I was happy to discover that ggplot has binned scatter plots, which are useful for exploring and visualizing relationships in large data. Yet the top bin appears to misbehave. Here's an example: All bin averages are roughly linearly aligned, as they should be, but the top one is off on both dimensions:
the code:
library(ggplot2)
# simulate an example of linear data
set.seed(1)
N <- 10^4
x <- runif(N)
y <- x + rnorm(N)
dt <- data.frame(x=x, y=y)
ggplot(dt, aes(x, y)) +
geom_point(alpha = 0.1, size = 0.01) +
stat_summary_bin(fun.y='mean', bins=10, color='orange', size=5, geom='point')
is there a simple workaround (and where should this be posted)?
stat_summary_bin is actually excluding the two rows with the largest x-values from the bins, and those two values are ending up with bin = NA. The mean of those two excluded values is plotted as a separate bin to the right of the regular bins. First, I show what is going wrong in your original plot then I provide a workaround to get the desired behavior.
What's going wrong in the original plot
To see what's going wrong in your original plot, create a plot with two calls to stat_summary_bin where we calculate the mean of each bin and the number of values in each bin. Then use ggplot_build to capture all of the internal data that ggplot generated to create the plot.
p1 = ggplot(dt, aes(x, y)) +
geom_point(alpha = 0.1, size = 0.01) +
stat_summary_bin(fun.y=mean, bins=10, size=5, geom='text',
aes(label=..y..)) +
stat_summary_bin(fun.y=length, bins=10, size=5, geom='text',
aes(label=..y.., y=0))
p1b = ggplot_build(p1)
Now let's look at the data for the mean and length layers, respectively. I've printed only bins 9 through 11 (the three right-most bins) for brevity. Bin 11 is the "extra" bin and you can see that it contains only 2 values (its label is 2 in the second table below), and that the mean of those two values is -0.1309998, as can be seen in the first table below.
p1b$data[[2]][9:11,c(1,2,4,6,7)]
label bin y x width
9 0.8158320 9 0.8158320 0.8498505 0.09998242
10 0.9235531 10 0.9235531 0.9498329 0.09998242
11 -0.1309998 11 -0.1309998 1.0498154 0.09998244
p1b$data[[3]][9:11,c(1,2,4,6,7)]
label bin y x width
9 1025 9 1025 0.8498505 0.09998242
10 1042 10 1042 0.9498329 0.09998242
11 2 11 2 1.0498154 0.09998244
Which two values are those? It looks like they come from the two rows with the highest x values in the original data frame:
mean(dt[order(-dt$x), "y"][1:2])
[1] -0.1309998
I'm not sure how stat_summary_bin is managing to bin the data such that the two highest x values are excluded.
Workaround to get the desired behavior
A workaround is to summarize the data yourself, so you'll have complete control over how the bins are created.

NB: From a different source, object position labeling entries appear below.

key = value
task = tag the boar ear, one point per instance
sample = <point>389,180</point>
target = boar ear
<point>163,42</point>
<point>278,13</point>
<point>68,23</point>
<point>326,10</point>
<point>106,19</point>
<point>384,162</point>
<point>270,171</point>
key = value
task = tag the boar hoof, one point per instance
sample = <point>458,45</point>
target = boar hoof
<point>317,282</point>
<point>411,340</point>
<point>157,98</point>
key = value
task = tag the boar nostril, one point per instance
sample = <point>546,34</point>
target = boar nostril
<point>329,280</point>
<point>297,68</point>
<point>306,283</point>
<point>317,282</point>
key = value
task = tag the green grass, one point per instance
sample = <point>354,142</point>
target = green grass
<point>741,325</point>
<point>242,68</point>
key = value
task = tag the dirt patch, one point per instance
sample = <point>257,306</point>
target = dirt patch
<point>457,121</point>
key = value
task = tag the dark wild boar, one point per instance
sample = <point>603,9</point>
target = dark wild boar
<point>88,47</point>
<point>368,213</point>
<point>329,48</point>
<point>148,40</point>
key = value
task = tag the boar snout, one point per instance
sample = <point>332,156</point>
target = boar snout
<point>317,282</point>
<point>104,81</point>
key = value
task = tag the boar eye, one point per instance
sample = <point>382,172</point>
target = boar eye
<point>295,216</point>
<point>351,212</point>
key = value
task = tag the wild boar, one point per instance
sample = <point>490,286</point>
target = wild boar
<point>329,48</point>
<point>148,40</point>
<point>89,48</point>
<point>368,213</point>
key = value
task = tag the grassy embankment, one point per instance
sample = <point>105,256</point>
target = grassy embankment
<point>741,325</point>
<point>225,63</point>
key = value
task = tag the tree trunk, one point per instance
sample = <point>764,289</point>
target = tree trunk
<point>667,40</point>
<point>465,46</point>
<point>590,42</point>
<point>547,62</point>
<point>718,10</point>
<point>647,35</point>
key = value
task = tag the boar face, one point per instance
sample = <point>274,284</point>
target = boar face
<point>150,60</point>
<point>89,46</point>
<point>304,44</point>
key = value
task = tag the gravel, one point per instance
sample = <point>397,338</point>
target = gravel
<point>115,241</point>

The example below uses your original code and then plots pre-summarized values in blue, so you can compare the behavior. I've included the dplyr package so that I can use the chaining operator (%>%) to summarize the data on the fly:
library(dplyr)
ggplot(dt, aes(x, y)) +
geom_point(alpha = 0.1, size = 0.01) +
stat_summary_bin(fun.y='mean', bins=10, color='orange', size=5, geom='point') +
geom_point(data=dt %>%
group_by(bins=cut(x,breaks=seq(min(x),max(x),length.out=11), include.lowest=TRUE)) %>%
summarise(x=mean(x), y=mean(y)),
aes(x,y), size=3, color="blue") +
theme_bw()
#eipi10 has already explained, why this is happening.
Perhaps the simplest solution is to add a scale_x_continuous with limits to your plot, so that the extra "NA" bin is excluded from the plot.
ggplot(dt, aes(x, y)) +
geom_point(alpha = 0.1, size = 0.01) +
stat_summary_bin(fun.y='mean', bins=10, color='orange', size=5, geom='point') +
scale_x_continuous(limits = range(x))
This should be acceptable with large data such as in the example, where the small number of data points that were excluded from the bins will not significantly bias the stats. However, if dealing with situations where missing a couple of data points from the summary statistics is important, then the solution provided by #eipi will be better.